Integral constraints on the linear instability of stratified flow with planar shear at an arbitrary angle to the vertical
Miguel A. C. Teixeira, Mohamed Foudad, Paul D. Williams
TL;DR
The paper develops an extended Miles–Howard framework for inviscid, stratified parallel flows with planar shear at an angle $\theta$ to the vertical, focusing on 2D perturbations. It derives integral stability relations, identifies when a classical stability criterion applies, and provides a new upper bound for the instability growth rate that generalizes Howard’s result to angled shear. Additionally, it generalizes Howard’s semicircle theorem to non-vertical planar shear, offering a geometric constraint on the phase speed and growth rate.

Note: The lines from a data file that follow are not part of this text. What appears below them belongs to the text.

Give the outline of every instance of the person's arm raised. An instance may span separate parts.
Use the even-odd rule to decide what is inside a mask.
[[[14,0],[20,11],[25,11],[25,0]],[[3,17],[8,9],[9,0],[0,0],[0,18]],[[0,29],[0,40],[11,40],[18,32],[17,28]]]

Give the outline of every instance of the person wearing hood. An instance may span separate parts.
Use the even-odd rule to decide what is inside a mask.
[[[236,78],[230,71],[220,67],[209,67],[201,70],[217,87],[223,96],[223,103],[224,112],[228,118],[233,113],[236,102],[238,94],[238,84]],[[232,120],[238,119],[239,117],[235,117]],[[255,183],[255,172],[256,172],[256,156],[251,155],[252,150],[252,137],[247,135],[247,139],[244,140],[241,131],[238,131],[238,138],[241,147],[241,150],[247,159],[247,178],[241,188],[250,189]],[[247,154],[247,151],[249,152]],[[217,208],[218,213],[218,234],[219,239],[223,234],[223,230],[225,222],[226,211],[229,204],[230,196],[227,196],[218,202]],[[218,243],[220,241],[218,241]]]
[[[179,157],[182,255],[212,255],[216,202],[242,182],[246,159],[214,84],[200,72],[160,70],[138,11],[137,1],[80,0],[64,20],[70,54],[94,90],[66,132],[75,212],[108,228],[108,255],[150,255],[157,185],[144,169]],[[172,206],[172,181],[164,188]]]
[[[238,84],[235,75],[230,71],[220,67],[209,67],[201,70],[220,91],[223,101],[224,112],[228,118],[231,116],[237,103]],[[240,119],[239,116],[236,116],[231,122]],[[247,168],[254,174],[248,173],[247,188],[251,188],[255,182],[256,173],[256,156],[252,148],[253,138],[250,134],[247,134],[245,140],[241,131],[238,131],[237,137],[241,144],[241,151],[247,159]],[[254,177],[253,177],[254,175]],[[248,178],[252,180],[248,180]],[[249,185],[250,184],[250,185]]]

The findings clarify why vertical shear admits a stability threshold ($Ri>1/4$) while non-vertical shear does not, and they connect with prior numerical studies, reinforcing the relevance of 2D perturbations in assessing linear instability of stratified shear flows.
Abstract
Integral constraints on the linear instability of stratified parallel flow with planar shear at an arbitrary angle to the vertical are derived using the analytical approach of Miles and Howard, for perturbations with 2D spatial structure, which are thought to be the most unstable. The general stability formulation reproduces the Miles-Howard stability criterion for vertical shear, but yields no stability condition for non-vertical shear, confirming expectations from earlier studies. This study also extends Howard's semicircle theorem to non-vertical planar shear, and derives a new expression for the upper bound of the instability growth rate (extending that obtained by Howard), which is consistent with published numerical results.